/udpos

Universal Dependencies datasets preprocess and autodownloads.

Primary LanguagePythonCreative Commons Zero v1.0 UniversalCC0-1.0

udpos

Universal Dependencies (UD) datasets converter and autodownloads sources.

About

This repository contains UD preprocessed datasets for Part of Speech (POS) tasks. The datasets are converted from .conllu to .txt format. They can be downloaded using the torch.datasets.sequence_tagging.SequenceTaggingDataset class, just change the urls to the dataset of your choice.

Example

The datasets follows the orginal template from the Universal Dependencies English Treebank, available here. Create your custom UDPOS dataset using the language of your choice. Replace the urls and saving directory dirname to extract the downloaded files. That's it !

from torchtext.datasets import SequenceTaggingDataset

class UDPOSFR(SequenceTaggingDataset):
    # Universal Dependencies French Web Treebank.
    # Download original at http://universaldependencies.org/
    # License: http://creativecommons.org/licenses/by-sa/4.0/
    urls = ['https://github.com/arthurdjn/udpos/raw/master/data/fr-gsd-ud-15032020.zip'] # change to the dataset of your choice
    dirname = 'fr-gsd-ud'  # don't forget to change me too !
    name = 'udpos'         # not obligatory to change here

    @classmethod
    def splits(cls, fields, root=".data", 
               train="fr_gsd-ud-dev.txt",
               validation="fr_gsd-ud-dev.txt",
               test="fr_gsd-ud-dev.txt", **kwargs):
        """Downloads and loads the Universal Dependencies Version 2 POS Tagged
        data.
        """

        return super(UDPOSFR, cls).splits(
            fields=fields, root=root, train=train, validation=validation,
            test=test, **kwargs)

Then,

from torchtext import data
import UDPOSFR

TEXT = data.Field(lower = True)
LEMMATIZED = data.Field(unk_token = None)
UD_TAGS = data.Field(unk_token = None)
fields = (("text", TEXT), ("lemmatized", LEMMATIZED), ("udtags", UD_TAGS))
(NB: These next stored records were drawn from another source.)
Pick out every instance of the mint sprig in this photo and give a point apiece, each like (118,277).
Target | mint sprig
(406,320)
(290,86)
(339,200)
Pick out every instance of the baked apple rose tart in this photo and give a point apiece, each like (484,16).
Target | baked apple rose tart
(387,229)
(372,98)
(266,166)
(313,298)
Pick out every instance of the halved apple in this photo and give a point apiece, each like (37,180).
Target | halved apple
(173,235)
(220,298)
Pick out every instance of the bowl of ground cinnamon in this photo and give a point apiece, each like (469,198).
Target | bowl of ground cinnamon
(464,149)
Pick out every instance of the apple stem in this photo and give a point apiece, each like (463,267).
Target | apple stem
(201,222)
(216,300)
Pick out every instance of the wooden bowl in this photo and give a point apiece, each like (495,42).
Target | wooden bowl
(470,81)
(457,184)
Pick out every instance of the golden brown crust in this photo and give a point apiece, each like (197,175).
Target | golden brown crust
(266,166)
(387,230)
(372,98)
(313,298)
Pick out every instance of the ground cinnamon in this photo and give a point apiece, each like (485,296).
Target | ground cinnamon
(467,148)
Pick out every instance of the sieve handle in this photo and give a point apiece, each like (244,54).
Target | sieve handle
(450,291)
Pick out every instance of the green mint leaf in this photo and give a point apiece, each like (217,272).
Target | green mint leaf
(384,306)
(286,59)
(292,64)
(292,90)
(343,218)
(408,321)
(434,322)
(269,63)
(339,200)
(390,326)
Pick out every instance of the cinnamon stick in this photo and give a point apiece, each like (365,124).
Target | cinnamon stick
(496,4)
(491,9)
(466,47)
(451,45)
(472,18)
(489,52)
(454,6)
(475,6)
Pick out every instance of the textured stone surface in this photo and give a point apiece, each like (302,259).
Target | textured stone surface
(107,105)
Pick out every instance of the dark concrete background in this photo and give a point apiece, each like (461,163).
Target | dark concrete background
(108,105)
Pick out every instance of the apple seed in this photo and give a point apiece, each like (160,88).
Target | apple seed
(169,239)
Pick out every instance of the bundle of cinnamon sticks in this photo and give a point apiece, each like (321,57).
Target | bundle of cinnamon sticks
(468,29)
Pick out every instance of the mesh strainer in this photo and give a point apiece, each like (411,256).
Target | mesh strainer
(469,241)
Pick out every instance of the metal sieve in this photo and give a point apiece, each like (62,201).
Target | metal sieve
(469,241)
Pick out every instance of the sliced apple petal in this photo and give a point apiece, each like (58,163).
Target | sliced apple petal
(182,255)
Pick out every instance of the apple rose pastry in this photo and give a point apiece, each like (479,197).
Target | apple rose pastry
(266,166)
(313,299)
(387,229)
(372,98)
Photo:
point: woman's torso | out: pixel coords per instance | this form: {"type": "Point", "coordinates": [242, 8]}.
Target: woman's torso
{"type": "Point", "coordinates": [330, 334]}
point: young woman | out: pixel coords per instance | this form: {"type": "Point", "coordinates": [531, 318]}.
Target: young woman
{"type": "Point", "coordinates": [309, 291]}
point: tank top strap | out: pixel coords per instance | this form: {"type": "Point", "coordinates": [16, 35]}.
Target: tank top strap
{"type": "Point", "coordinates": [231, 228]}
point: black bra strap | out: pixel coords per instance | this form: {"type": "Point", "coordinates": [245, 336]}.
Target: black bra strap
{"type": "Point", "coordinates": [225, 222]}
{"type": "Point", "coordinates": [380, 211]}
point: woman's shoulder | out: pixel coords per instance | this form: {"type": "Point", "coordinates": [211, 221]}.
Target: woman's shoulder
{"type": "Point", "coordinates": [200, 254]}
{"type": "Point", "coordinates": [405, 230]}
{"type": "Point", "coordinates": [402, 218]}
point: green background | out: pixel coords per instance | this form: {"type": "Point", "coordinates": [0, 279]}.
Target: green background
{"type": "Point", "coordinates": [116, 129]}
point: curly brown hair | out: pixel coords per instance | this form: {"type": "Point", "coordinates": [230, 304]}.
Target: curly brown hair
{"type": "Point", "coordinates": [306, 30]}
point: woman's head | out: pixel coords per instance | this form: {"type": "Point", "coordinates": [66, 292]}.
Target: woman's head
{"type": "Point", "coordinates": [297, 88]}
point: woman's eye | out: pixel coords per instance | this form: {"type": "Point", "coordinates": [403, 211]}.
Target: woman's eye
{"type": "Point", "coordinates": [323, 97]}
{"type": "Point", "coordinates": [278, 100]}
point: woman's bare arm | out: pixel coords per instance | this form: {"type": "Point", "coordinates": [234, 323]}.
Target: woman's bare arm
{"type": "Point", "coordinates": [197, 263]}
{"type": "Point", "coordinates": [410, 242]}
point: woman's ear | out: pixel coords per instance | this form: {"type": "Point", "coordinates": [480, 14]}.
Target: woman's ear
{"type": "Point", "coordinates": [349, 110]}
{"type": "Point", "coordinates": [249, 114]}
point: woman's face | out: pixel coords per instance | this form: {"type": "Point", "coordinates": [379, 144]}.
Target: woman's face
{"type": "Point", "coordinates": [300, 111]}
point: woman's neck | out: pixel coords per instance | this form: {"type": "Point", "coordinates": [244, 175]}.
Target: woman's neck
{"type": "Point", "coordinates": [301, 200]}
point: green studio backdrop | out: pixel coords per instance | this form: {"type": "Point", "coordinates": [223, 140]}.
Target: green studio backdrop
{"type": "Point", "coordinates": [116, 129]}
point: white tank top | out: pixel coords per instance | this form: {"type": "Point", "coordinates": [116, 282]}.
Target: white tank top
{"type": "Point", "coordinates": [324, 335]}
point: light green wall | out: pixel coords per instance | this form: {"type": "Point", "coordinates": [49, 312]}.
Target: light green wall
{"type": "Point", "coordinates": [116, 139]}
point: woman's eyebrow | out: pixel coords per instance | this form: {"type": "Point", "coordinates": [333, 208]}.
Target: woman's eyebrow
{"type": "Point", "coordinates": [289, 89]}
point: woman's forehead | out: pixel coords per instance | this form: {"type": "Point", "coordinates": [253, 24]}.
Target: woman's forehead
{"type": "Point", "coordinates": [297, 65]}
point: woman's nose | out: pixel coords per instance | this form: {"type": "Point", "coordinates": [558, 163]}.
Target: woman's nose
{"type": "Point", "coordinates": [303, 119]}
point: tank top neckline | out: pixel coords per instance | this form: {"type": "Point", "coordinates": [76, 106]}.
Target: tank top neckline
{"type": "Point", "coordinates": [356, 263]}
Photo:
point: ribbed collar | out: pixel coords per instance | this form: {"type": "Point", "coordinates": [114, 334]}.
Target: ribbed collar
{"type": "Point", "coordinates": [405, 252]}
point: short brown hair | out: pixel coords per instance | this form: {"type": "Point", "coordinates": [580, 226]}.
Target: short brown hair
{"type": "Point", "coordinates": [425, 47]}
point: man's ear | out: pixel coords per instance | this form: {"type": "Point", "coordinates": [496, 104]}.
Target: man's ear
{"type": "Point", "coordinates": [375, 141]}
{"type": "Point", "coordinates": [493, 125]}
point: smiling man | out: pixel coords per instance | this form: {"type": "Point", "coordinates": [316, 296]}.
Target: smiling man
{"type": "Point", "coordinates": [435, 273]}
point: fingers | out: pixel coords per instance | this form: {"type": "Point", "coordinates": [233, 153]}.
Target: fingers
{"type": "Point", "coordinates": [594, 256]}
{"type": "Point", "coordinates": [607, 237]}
# Load the UD french dataset
train_data, eval_data, test_data = UDPOSFR.splits(fields)

Convert your own dataset

If you want to use a dataset that is not saved under the data/ folder, you can still use the conllu2txt(filename) function, in utils/. It will preprocess the original dataset into a ready-to-use one with PyTorch.

Source

Original datasets available at Universal Dependencies repository and on their official website. All rights reserved to Universal Dependencies.